Татьяна с облегченным вздохом кладет трубку.
— Что ты сегодня с ним так? — укоризненно замечает мама.
— Я с ним так всегда, — усмехается Татьяна. — Он уже привык. А вот вы, мои родители, скажите-ка мне лучше, какое впечатление на вас произвел Олег Рудаков?
— Не знаю, — уклончиво отвечает мама. — Не разобралась пока…
— А мне показалось, что он тебе понравился. — Татьяна испытующе смотрит на мать.
— Как же я могу о нем судить, если ни о чем серьезном не успела поговорить? Это папа твой весь вечер с ним профилософствовал, вот у него и спрашивай. Да, кстати, почему же это он на философский поступил?

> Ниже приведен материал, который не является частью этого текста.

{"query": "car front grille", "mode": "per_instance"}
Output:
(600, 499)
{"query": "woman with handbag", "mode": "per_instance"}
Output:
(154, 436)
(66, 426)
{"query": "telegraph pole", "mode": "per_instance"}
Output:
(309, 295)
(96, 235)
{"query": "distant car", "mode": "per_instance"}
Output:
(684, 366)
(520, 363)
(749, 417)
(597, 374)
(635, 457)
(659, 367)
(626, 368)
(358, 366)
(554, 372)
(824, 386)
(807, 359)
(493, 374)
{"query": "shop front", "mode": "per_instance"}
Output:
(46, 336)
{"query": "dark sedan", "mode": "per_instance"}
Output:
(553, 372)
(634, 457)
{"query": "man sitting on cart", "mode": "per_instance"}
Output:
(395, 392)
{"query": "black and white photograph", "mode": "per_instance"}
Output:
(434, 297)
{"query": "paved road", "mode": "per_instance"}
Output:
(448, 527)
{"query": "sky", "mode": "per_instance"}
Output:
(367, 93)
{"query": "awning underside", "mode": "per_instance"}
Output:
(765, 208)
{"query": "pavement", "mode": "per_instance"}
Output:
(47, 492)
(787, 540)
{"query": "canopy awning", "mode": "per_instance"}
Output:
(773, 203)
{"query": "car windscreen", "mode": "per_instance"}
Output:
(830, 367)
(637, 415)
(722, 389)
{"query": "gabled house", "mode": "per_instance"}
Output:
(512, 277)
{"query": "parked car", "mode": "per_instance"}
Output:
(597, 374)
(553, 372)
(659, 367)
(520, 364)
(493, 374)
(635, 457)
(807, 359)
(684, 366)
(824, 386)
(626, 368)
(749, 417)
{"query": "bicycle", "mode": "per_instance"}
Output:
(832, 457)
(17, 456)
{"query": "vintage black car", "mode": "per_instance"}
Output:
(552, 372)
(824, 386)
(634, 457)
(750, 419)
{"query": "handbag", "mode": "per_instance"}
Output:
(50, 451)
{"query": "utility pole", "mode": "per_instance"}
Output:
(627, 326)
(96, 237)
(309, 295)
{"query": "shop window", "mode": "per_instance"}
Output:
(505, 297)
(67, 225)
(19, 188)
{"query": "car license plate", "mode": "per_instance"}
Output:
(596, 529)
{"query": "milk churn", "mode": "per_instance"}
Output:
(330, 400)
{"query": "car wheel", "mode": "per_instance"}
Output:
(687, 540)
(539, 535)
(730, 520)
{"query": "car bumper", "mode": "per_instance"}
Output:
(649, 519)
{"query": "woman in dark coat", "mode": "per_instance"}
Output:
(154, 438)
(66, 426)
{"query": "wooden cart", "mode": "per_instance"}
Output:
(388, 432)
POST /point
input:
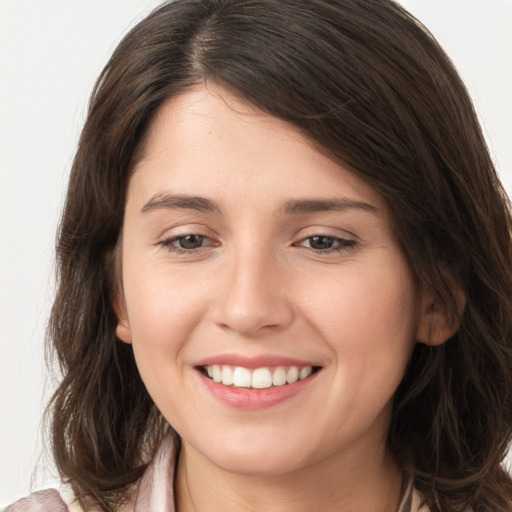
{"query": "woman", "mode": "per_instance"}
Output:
(284, 271)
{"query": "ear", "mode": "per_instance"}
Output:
(123, 331)
(437, 324)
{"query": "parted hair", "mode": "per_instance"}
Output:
(372, 89)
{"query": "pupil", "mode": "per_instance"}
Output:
(191, 241)
(321, 242)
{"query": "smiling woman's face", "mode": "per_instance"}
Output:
(249, 257)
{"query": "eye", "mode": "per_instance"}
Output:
(190, 242)
(326, 243)
(186, 243)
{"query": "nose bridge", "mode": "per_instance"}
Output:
(252, 296)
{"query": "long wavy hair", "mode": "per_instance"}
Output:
(372, 89)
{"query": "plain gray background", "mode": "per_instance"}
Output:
(50, 55)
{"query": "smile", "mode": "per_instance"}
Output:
(257, 378)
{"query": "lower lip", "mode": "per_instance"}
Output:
(250, 398)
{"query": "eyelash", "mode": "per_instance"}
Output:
(338, 244)
(341, 244)
(171, 243)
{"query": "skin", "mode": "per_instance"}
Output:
(255, 285)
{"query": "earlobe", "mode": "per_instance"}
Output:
(437, 324)
(123, 331)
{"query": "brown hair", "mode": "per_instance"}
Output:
(372, 88)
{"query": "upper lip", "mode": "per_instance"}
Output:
(260, 361)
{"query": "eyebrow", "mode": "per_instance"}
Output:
(293, 206)
(301, 206)
(180, 202)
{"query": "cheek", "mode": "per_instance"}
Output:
(368, 318)
(163, 307)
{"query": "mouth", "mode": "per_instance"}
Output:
(257, 378)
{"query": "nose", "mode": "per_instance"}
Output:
(251, 299)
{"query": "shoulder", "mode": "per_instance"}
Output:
(41, 501)
(49, 500)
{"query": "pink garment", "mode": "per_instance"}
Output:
(155, 491)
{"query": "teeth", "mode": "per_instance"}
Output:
(242, 377)
(292, 375)
(279, 376)
(259, 378)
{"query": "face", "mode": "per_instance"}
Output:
(269, 307)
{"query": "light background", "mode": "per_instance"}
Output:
(50, 55)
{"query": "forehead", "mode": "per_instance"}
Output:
(208, 139)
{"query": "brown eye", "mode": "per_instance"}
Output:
(190, 241)
(321, 242)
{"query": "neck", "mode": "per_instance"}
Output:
(352, 482)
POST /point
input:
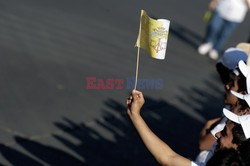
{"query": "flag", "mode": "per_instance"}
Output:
(153, 35)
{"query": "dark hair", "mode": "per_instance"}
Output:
(225, 157)
(244, 150)
(238, 134)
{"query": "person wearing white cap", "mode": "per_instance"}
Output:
(227, 15)
(232, 79)
(163, 154)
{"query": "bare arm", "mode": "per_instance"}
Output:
(159, 149)
(206, 138)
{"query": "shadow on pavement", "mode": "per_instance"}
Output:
(186, 35)
(124, 147)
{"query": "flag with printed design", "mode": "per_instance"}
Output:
(153, 35)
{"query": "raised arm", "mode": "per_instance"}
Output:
(159, 149)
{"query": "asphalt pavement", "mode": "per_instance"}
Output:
(48, 50)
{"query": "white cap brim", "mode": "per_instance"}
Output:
(243, 68)
(231, 116)
(239, 95)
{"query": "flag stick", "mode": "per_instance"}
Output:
(137, 66)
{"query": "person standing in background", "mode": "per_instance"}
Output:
(227, 15)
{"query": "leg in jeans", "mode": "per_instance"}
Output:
(224, 34)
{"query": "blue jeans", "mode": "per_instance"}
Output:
(219, 30)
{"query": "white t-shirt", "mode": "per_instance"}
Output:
(232, 10)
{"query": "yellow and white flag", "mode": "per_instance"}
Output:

Зачем ему это?
— Я знаю одного слесаря, который уже окончил философский.
— И по-прежнему на заводе слесарит?
— По-прежнему.
— Ну, знаешь ли, не очень мне это понятно.
— А что же тут непонятного? — вступает в разговор папа. — Захотелось, значит, всерьез осмыслить мир, в котором живет. Именно о таком образованном широко мыслящем рабочем классе мечтали Маркс и Ленин.
5
Долго не может заснуть в эту ночь Татьяна. Надо бы продумать тактику допроса свидетелей спекуляции автопокрышками, а из головы не выходят воспоминания о прошлогодней поездке в исправительно-трудовую колонию к Грачеву…
Было это в полдень, во время обеденного перерыва в том цеху, где работал Грачев. В комнату, предоставленную Груниной начальником колонии для допроса, Грачев вошел очень спокойно. На нем была синяя, застиранная, но не грязная спецовка. Руки тоже были чистые, будто он не слесарем работал, а администратором. Смотрел нагловато, самоуверенно.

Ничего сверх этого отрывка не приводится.